Compton, Pietersen and Prior will hope for two innings against the New Zealand XI to get back into the rhythm of batting, but regardless England's top seven for Dunedin is unlikely to alter from those on duty in Nagpur. There is, however, one spot which could be influenced by events in Queenstown - the third quick behind James Anderson and Steven Finn.

Stuart Broad's return from injury in the limited-overs portion of the tour has been a success - if occasionally a touch expensive - but that is no guarantee that he will regain the Test spot he lost after two wicketless Tests in India. Graham Onions is a bowler with all the attributes to be a handful in New Zealand and his natural length is a touch fuller than Broad's, which will be important against batsmen weak outside the off stump.

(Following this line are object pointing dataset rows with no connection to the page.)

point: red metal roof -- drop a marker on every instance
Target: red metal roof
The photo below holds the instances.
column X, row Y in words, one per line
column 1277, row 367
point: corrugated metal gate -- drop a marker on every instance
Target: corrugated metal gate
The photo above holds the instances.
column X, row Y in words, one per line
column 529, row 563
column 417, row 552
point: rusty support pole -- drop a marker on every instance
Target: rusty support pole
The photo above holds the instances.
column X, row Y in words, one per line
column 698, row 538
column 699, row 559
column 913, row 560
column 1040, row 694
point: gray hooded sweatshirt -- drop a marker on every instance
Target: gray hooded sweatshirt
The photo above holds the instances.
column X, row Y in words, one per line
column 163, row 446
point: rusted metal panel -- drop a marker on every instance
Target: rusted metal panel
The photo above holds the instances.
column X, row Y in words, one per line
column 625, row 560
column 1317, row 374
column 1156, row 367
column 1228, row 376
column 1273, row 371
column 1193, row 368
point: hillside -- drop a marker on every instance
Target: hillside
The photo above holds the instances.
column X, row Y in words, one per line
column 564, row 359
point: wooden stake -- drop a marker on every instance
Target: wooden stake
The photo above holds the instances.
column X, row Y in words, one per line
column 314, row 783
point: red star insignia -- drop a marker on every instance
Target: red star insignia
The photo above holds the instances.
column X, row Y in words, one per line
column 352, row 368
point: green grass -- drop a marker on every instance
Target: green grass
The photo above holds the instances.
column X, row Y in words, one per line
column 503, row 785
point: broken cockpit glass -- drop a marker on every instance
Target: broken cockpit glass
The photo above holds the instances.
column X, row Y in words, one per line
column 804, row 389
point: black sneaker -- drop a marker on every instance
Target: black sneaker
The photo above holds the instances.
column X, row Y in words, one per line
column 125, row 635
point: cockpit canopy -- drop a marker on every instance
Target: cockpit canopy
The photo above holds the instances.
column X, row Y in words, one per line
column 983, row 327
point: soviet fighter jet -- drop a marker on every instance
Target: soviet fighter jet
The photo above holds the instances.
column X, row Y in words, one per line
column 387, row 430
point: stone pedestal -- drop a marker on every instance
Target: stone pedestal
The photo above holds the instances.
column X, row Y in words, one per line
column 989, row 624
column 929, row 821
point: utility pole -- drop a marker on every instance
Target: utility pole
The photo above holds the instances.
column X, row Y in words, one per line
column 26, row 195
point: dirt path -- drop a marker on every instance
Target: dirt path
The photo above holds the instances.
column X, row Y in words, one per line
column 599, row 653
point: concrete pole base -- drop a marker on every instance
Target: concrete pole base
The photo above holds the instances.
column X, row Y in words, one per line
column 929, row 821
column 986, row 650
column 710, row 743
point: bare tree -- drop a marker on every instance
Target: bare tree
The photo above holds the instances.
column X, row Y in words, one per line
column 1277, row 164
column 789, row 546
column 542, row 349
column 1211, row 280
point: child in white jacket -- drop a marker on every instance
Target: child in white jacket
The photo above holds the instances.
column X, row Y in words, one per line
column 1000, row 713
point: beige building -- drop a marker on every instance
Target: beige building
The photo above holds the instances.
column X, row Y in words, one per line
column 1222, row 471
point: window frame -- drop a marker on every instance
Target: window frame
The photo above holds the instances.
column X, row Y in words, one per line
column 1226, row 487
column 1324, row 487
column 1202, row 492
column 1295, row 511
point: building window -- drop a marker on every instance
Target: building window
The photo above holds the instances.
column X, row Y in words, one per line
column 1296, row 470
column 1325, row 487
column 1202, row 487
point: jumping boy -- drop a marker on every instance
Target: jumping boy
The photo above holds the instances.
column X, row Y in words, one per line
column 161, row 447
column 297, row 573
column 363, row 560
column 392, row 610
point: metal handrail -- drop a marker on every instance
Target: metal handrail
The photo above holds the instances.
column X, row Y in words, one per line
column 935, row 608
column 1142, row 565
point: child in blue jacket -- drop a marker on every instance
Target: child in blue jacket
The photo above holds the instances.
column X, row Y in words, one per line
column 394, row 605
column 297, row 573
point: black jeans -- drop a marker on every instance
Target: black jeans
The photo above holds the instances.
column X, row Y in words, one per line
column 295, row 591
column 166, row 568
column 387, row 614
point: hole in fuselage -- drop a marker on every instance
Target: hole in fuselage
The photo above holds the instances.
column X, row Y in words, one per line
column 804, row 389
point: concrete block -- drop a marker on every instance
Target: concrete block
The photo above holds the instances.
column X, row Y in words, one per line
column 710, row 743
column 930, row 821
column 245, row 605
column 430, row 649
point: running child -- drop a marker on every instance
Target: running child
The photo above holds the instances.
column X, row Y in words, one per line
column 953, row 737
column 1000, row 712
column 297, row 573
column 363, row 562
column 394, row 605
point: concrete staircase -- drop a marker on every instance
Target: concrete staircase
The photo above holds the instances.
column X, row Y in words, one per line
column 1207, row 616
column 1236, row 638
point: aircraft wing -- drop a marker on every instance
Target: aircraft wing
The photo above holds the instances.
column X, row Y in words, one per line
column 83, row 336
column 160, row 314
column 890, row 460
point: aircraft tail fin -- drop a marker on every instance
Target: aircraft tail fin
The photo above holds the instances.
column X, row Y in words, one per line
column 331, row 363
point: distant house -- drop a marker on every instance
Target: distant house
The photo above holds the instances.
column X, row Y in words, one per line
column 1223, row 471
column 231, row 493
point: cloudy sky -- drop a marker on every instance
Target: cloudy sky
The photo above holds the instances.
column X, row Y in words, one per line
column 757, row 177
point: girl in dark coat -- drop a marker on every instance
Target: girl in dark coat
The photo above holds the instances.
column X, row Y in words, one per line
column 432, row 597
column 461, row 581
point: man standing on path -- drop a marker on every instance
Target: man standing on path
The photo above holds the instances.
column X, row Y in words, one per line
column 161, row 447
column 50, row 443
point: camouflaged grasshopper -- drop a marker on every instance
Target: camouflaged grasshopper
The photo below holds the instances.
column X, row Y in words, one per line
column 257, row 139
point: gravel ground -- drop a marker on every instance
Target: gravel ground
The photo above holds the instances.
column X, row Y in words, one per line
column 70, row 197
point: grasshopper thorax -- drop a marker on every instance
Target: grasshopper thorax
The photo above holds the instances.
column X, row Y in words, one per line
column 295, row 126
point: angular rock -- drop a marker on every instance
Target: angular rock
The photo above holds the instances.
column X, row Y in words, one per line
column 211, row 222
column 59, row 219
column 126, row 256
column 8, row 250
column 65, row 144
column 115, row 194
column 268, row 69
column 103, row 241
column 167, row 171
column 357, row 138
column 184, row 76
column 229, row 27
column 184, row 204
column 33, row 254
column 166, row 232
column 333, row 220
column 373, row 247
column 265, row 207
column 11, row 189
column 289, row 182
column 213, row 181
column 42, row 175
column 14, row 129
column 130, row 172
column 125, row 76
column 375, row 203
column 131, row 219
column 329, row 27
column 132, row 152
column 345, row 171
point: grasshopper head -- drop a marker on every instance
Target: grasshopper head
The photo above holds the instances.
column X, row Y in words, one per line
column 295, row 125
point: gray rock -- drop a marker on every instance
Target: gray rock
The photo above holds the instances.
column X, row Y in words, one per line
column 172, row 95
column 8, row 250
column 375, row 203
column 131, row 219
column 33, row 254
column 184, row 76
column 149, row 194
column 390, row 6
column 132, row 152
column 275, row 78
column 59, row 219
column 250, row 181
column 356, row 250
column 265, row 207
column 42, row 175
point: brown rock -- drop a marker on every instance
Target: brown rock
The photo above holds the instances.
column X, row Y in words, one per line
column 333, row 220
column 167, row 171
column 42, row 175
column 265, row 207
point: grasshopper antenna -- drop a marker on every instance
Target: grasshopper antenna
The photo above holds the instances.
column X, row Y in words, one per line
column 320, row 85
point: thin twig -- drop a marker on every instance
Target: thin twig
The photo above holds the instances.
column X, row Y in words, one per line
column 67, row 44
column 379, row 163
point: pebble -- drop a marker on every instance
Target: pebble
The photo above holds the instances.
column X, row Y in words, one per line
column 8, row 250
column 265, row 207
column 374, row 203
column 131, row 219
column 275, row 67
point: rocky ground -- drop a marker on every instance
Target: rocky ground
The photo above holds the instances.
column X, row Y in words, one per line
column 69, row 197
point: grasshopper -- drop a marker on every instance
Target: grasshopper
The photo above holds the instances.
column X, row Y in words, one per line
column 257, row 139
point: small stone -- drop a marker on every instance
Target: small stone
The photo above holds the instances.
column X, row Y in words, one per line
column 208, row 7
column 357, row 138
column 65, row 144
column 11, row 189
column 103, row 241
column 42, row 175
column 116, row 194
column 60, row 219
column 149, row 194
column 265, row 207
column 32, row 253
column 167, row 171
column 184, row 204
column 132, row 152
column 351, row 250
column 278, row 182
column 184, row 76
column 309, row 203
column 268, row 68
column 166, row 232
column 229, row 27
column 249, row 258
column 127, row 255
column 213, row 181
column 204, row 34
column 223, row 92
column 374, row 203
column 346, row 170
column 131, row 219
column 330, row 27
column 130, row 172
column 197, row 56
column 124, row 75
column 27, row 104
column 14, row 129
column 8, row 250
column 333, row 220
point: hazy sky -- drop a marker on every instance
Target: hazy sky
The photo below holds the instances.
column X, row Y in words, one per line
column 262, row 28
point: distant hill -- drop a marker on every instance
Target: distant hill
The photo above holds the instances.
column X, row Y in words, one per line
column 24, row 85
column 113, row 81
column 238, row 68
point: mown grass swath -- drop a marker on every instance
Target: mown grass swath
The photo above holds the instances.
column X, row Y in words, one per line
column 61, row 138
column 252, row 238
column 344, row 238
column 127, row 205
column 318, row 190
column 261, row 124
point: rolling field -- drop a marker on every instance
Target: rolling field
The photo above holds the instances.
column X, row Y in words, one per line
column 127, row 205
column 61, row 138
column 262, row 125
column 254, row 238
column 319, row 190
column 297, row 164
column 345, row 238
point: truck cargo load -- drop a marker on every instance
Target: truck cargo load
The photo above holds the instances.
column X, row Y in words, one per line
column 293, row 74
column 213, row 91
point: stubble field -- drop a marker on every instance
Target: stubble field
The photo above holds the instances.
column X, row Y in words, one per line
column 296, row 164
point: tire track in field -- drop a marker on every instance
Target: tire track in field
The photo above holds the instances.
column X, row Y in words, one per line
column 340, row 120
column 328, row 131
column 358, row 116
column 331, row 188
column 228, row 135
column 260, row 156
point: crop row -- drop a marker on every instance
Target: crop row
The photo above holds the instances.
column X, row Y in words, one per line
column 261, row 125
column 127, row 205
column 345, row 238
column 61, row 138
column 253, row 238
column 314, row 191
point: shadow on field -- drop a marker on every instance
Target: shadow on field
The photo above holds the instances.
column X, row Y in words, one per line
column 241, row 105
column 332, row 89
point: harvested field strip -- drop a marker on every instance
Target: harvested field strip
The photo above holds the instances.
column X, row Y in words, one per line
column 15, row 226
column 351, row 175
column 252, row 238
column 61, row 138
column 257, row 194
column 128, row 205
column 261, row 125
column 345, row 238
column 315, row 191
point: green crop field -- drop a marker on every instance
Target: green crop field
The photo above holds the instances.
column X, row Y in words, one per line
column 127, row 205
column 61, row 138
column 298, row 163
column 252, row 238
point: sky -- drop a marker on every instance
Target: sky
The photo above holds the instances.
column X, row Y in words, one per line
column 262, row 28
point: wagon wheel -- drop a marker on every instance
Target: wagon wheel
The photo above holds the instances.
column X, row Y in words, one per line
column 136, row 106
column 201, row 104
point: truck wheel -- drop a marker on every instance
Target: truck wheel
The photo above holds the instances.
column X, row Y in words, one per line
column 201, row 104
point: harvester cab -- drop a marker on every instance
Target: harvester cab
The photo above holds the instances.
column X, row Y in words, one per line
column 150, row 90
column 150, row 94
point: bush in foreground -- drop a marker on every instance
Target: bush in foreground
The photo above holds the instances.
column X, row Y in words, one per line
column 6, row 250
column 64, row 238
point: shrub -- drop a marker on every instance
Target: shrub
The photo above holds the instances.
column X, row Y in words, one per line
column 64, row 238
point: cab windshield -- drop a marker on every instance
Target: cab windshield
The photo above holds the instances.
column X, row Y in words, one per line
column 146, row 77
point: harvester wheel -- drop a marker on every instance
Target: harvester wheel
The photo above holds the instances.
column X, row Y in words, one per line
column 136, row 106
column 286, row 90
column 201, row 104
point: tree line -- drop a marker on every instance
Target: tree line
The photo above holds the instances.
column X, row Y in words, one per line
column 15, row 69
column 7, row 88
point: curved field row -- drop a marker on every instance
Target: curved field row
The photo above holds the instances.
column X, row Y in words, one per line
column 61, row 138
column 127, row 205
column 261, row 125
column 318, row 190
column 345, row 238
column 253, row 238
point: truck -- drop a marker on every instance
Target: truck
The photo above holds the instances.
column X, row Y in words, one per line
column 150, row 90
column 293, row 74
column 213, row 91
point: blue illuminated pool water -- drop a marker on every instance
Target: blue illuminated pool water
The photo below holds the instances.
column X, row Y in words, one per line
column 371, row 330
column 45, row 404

Onions has played just once - against West Indies at Edgbaston when Broad and Anderson were rested - since being fully returned as a squad member following a serious back injury. Twice England brought in fast-bowling replacements in India: Finn replaced Broad, then Bresnan replaced Finn. All the while, Onions kept his fluorescent top that the reserves now wear on the boundary edge. Off-colour performances in the tour matches, and perhaps a perception that he is not a natural reverse-swing bowler, counted against him in India.

He does not have much of a chance to press his case in New Zealand either, and he will have to rely on Flower being unsure of the miles in the legs of either Anderson or Finn to even be assured of a starting place in Queenstown.

For Broad, the significance of the four-day match is coming back for third and fourth spells - if the opposition are good enough to require that - to really test the durability of his heel inside those specially designed boots. Given his diminishing returns with the bat - he has a highest score of 37 in his last 15 innings - that side of his game should not enter the reckoning for a decision over the final XI.